MCHRs and will be useful for elucidating the nature of MCHR evolution among vertebrates. (C) 2014 Elsevier Inc. All rights reserved.”
“Individuals with isolated terminal deletions of 8p have been well described in the literature, however, molecular characterization, particularly by microarray, of the deletion in most instances is lacking. The phenotype of such individuals falls primarily into two categories: those with cardiac defects, and those without. The architecture of 8p has been demonstrated to contain two inversely oriented segmental duplications at 8p23.1, flanking Fedratinib molecular weight the gene, GATA4. Haploinsufficiency of this gene has been implicated in cardiac defects seen in numerous individuals with terminal 8p deletion. Current microarray technologies allow for the precise CDK phosphorylation elucidation of the size and gene content of the deleted region. We present three individuals with isolated terminal deletion of 8p distal to the segmental duplication telomeric

to GATA4. These individuals present with a relatively mild and nonspecific phenotype including mildly dysmorphic features, developmental delay, speech delay, and early behavior issues. (c) 2013 Wiley Periodicals, Inc.”

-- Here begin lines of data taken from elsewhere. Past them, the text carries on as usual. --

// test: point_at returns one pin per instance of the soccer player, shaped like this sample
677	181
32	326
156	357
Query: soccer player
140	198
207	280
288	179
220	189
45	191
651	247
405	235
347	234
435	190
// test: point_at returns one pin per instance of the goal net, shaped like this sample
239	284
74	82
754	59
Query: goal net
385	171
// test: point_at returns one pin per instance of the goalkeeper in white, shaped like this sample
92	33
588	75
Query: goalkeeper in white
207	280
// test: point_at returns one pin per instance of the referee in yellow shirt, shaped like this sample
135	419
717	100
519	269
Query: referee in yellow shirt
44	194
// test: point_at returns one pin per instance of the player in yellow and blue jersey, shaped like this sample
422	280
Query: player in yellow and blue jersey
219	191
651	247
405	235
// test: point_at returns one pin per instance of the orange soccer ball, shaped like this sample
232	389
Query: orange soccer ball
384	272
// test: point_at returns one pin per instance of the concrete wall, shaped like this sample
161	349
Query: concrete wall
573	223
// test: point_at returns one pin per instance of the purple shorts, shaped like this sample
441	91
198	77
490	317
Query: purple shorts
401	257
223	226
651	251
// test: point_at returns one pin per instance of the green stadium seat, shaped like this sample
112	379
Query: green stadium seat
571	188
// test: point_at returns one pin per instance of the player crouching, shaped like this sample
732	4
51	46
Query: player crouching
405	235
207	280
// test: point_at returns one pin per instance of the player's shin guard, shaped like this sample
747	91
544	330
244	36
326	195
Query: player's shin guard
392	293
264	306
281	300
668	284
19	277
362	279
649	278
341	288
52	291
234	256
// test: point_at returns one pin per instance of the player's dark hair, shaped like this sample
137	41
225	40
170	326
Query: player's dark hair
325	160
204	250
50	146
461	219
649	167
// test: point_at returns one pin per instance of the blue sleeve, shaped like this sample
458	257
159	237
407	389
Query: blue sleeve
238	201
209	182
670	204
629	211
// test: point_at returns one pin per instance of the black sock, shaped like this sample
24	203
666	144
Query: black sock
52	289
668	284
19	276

“PURPOSE: To determine the effects of a second fluocinolone implant inserted in eyes with uveitis in which recurrent inflammation developed after the original implant was placed.\n\nDESIGN: Prospective, interventional trial.\n\nMETHODS: Study subjects comprised all consecutive patients with noninfectious posterior uveitis who were treated at the Duke Eye Center from March selleckchem 2004 to July 2007, and followed for at least nine months, in whom a fluocinolone acetonide implant was initially inserted, and in whom the implant was replaced, or a second implant was inserted because of recurrent inflammation.

The main outcome measures were inflammation recurrences, use of adjunctive anti-inflammatory therapy, visual acuity, intraocular pressure (IOP), and adverse events.\n\nRESULTS: Seventeen eyes of 14 patients were studied. The mean time from original fluocinolone implantation to first uveitis recurrence was 38 months. The time from first inflammation recurrence to the second implantation was eight months. The average follow-up was 17 months. Inflammation developed in only one eye during follow-up, three years after the second fluocinolone implant insertion. Adjunctive steroid use was decreased significantly. The mean snellen visual acuity 12 months after the second implant insertion was 20/78, compared with 20/400 at the time of the original fluocinolone implant placement (P = .04). The average IOP was unchanged after surgery compared with the preoperative IOP.